Hoje, a gentrificação e exclusão continuam a corroer esses valores culturais tão nobres e específicos destas latitudes, impondo um novo conjunto de padrões que ignoram totalmente a história e a cultura dos povos desta terra. E o que resta para o povo africano é se conformar com essa nova paisagem homogeneizante e desigual. O urbanismo que predomina em todo o continente hoje não é diferente do que se vê na China ou nos Estados Unidos, tipologias repetitivas, layouts espaciais rígidos e condomínios fechados irrompendo a todo momento como feridas em meio ao tecido urbano existente.



BUA Estate, Kado, Abuja, Nigeria. (Imagem Cortesia de Common Edge - ArchDaily Brasil/Reprodução)
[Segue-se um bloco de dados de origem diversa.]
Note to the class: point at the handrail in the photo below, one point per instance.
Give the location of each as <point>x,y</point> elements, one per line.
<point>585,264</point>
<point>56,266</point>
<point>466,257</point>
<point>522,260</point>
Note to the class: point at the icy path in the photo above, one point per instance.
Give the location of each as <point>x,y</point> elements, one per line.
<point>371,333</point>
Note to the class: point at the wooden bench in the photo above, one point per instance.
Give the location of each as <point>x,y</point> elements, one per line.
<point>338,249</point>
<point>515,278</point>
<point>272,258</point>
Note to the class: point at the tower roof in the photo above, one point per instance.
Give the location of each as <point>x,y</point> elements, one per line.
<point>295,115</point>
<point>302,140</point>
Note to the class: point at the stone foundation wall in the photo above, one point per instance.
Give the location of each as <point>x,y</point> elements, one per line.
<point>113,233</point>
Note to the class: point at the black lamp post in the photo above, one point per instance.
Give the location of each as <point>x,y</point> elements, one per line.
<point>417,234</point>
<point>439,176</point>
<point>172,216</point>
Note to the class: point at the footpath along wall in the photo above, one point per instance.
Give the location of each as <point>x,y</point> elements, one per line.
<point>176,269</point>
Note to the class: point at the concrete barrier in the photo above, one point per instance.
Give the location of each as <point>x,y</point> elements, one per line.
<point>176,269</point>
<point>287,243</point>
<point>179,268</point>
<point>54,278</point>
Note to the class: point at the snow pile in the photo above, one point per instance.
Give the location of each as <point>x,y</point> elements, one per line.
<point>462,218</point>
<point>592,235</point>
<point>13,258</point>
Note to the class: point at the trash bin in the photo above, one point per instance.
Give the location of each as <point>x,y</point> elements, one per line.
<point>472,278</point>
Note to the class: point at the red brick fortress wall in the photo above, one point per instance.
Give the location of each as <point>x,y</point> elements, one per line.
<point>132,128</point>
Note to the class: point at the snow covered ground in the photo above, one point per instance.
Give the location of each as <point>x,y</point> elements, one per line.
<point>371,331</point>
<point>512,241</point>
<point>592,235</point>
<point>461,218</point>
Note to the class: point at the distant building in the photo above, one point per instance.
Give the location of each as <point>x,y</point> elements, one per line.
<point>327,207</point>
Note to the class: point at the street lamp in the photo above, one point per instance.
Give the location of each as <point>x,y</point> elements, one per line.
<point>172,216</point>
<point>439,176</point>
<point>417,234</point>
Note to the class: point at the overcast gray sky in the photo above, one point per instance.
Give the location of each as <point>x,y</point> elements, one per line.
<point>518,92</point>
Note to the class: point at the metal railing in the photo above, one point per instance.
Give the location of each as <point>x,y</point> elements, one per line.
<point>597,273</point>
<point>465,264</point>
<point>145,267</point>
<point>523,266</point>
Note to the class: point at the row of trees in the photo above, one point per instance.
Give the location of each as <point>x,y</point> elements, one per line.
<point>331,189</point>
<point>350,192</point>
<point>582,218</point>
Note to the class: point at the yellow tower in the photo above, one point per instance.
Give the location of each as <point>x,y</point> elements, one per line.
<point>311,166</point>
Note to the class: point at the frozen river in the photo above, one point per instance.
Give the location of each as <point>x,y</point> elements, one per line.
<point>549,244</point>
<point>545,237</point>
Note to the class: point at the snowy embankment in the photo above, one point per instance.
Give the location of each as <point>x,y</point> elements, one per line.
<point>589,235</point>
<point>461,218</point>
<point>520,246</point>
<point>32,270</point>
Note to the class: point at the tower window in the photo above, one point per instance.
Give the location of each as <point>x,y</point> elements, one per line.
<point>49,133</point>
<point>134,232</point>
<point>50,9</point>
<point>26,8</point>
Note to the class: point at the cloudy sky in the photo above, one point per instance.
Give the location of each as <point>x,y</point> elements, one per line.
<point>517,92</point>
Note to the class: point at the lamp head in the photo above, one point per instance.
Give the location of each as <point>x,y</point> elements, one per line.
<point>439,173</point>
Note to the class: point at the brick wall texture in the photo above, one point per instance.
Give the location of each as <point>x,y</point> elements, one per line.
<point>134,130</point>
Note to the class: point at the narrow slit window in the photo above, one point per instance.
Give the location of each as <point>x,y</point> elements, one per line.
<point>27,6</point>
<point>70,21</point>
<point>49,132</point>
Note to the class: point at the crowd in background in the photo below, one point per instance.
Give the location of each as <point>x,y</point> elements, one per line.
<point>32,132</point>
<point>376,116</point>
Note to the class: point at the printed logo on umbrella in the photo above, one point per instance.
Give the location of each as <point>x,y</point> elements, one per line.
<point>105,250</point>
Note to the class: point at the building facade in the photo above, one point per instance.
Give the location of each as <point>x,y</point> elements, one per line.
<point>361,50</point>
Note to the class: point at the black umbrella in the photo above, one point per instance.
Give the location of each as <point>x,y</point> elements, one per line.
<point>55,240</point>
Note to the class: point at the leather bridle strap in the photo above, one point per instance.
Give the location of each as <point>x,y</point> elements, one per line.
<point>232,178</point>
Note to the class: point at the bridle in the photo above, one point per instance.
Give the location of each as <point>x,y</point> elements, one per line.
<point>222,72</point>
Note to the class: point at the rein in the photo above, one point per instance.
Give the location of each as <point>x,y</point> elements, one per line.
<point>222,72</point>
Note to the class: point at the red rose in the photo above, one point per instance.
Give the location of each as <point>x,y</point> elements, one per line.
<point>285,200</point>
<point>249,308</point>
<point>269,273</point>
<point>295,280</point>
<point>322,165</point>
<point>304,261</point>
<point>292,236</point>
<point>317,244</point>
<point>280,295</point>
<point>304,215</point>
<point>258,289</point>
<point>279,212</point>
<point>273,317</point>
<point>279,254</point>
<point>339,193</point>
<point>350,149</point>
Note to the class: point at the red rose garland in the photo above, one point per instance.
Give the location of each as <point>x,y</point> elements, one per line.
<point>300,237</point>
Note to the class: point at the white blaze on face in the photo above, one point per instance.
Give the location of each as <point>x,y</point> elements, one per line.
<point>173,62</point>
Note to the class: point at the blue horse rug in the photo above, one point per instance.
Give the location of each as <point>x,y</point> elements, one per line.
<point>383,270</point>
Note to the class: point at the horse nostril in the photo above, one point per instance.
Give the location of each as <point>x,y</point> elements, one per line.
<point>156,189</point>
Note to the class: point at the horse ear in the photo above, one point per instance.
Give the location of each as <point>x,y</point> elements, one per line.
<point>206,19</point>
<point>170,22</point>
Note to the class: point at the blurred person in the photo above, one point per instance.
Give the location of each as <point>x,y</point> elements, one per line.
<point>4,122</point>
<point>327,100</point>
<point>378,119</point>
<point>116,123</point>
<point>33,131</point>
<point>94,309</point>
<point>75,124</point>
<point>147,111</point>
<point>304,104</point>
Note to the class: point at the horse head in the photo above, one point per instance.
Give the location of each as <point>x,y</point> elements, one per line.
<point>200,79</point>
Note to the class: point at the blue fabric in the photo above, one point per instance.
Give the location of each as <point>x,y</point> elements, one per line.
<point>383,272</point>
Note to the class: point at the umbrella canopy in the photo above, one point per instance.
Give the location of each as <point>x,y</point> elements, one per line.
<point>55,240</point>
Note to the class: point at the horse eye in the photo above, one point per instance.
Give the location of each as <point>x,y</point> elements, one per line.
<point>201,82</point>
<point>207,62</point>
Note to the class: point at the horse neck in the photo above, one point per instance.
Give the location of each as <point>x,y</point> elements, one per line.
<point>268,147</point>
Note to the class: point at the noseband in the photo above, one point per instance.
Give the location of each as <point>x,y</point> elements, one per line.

Como territórios estéreis, estas cidades carecem de todos os ingredientes básicos necessários à vida em comunidade: espaços inclusivos, diversidade sociocultural e relações de vizinhança. A maneira como se constroem cidades atualmente não tem nada a ver com o espírito do Ubuntu. Muito pelo contrário. 


Cidades contemporâneas são territórios de exclusão e individualismo, estruturas urbanas que contribuem para o agravamento dos problemas sociais que encontramos em praticamente todas as nossas cidades atualmente. Insegurança, desigualdade e falta de acesso à moradia digna são algumas das consequências desta maneira gananciosa de se construir cidades que favorecem apenas a uma pequena parcela da população. Finalmente, a incapacidade de se estabelecer uma relação direta com os valores culturais autênticos de um determinado lugar, fazem das cidades contemporâneas territórios de exceção.


Planejar cidades já é um ofício extremamente complexo, e o é ainda mais no contexto de um continente tão diverso como o africano. É óbvio que já não podemos mais construir nossas cidades como faziam nossos ancestrais. Ainda assim, acredito que o processo de modernização das cidades africanas pode ser feito respeitando o seu passado, a sua história e acima de tudo o patrimônio cultural imaterial dos seus povos e culturas. 


Embora os desafios sejam evidentes,  as autoridades locais devem saber ponderar seus esforços, buscando sim construir cidades mais inclusivas e acessíveis, porém, sem abrir mão de seu passado e sua história. Cada situação específica demanda uma resposta distinta. É preciso respeitar o legado que nos foi deixado e não combatê-lo ou apagá-lo—acima de tudo, é preciso aprender a conviver com as diferenças.



*Escrito por Mathias Agbo, Jr. e traduzido por Vinicius Libardoni. Este artigo foi publicado originalmente em Common Edge.